With brief definitions out of the way, let's get started with Runpod.
The first step I took to get this accomplished was navigating to https://www.runpod.io/console/gpu-cloud and selecting the GPU I wanted.
Next under templates, I searched for and added the VS code server template.
Lastly I added the env vars from step 1 of this tutorial: https://docs.runpod.io/tutorials/pods/run-ollama and deployed my pod!
Runpod deployment selections
Runpod makes it stupidly simple to connect to your VS code server using github auth. You simply use the URL in the container startup logs visible from the Runpod UI and enter the code given. Voila, you now can navigate back to vscode and interact with your pod. This brings me to our next step, setting up ollama.

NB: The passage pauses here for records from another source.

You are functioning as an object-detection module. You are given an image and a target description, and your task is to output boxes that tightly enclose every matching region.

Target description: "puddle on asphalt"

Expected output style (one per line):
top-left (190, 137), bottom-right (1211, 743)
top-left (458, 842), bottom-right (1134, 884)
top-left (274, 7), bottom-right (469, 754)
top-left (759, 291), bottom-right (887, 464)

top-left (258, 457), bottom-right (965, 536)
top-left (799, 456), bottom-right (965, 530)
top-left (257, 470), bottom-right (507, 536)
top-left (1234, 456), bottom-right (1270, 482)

The first thing to do is to run the command below to get ollama installed and start the service.
(curl -fsSL https://ollama.com/install.sh | sh && ollama serve > ollama.log 2>&1)
&
Once installed, you will want to run
CODE:ollama run your_model_name
CODE:Ollama will begin pulling your models image and then you can start your chat in the terminal to check everything is working okay.
Now for the final, and most difficult step for me to figure out 😅
The failure:
I began with ngrok and executed the commands below, but was met with the error:
ERR_NGROK_121
Message
Your PRODUCT version "VERSION" is too old. The minimum supported agent version for your account is "MINVERSION". Please update to a newer version with ngrok update
However when I ran ngrok update, it said I had the latest version…weird.
The success!
On to npx localtunnel!
Now we will use npx to create a localtunnel that will allow our ollama server to be reached from anywhere. Just execute the following commands:
# Install nvm
curl -o- https://raw.githubusercontent.com/nvm-sh/nvm/v0.39.1/install.sh | bash
# Set NVM_DIR environment variable
export NVM_DIR="$HOME/.nvm"
# Load nvm script
[ -s "$NVM_DIR/nvm.sh" ] && \. "$NVM_DIR/nvm.sh"
# Install and use Node.js version 12 using nvm
nvm install 12
nvm use 12
# Install npx globally
npm install -g npx
# Use npx to start localtunnel
npx localtunnel --port 11434
This will output a URL to be used in your terminal. Save it for later!
One last thing left to do before we can start chatting anywhere with our Ollama LLM.
Navigate to the app store and install enchanted LLM. Once installed, navigate to settings and enter the URL we saved that local tunnel printed into your VScode server terminal.
Now you are all set to begin chatting with your very own ollama LLM with blazing fast inference.